Cosa che, diciamocelo, non tutti fanno. Soprattutto in ambienti dove la manutenzione firmware è l’ultima ruota del carro.
E allora torniamo al punto focale: la catena di fiducia. L’illusione che un sistema con Secure Boot attivo sia per definizione “al sicuro” deve cadere.
Come professionisti della sicurezza, dobbiamo cambiare paradigma: smettere di trattare il boot come una scatola nera inviolabile e iniziare a testare, validare, monitorare attivamente anche i componenti prima del kernel.
Questo include analisi delle firme, controllo delle DBX, uso di TPM e Remote Attestation, e una politica seria di gestione delle patch – anche quelle del firmware.
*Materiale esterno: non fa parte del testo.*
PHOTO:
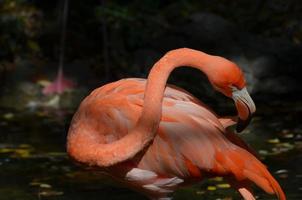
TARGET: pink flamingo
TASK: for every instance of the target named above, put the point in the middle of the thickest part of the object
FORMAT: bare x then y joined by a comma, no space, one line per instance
155,138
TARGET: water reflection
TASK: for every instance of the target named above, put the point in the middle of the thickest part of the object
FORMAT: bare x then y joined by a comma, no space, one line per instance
34,165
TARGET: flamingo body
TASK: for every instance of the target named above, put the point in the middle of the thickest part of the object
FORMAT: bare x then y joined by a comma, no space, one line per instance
191,142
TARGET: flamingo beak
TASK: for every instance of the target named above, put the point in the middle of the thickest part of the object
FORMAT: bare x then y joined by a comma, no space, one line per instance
245,107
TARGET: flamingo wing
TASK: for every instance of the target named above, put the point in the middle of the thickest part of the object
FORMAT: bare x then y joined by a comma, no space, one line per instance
191,141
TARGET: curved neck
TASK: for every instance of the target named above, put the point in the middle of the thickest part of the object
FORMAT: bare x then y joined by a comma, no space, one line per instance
157,79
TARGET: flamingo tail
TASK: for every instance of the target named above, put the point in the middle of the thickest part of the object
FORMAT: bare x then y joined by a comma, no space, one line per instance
244,166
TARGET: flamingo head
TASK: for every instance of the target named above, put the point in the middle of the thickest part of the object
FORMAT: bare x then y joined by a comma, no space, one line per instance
228,79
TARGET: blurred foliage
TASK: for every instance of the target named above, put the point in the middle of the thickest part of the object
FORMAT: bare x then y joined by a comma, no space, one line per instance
20,23
31,28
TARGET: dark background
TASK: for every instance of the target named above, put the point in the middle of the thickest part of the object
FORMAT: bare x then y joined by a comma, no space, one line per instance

Questa vulnerabilità non è solo una falla tecnica, è uno schiaffo culturale. Ci ricorda che non basta “abilitare una spunta” per essere al sicuro. Che non esistono scorciatoie nella sicurezza informatica. E che ogni anello della catena, incluso quello più basso e apparentemente “intoccabile”, può diventare il punto d’ingresso di un attacco.
In tempi in cui si parla tanto di zero trust, questa vicenda ci mette davanti a un’idea ancora più radicale: zero fiducia anche nel bootloader.
E forse è proprio da lì che deve ripartire la sicurezza dei sistemi del futuro.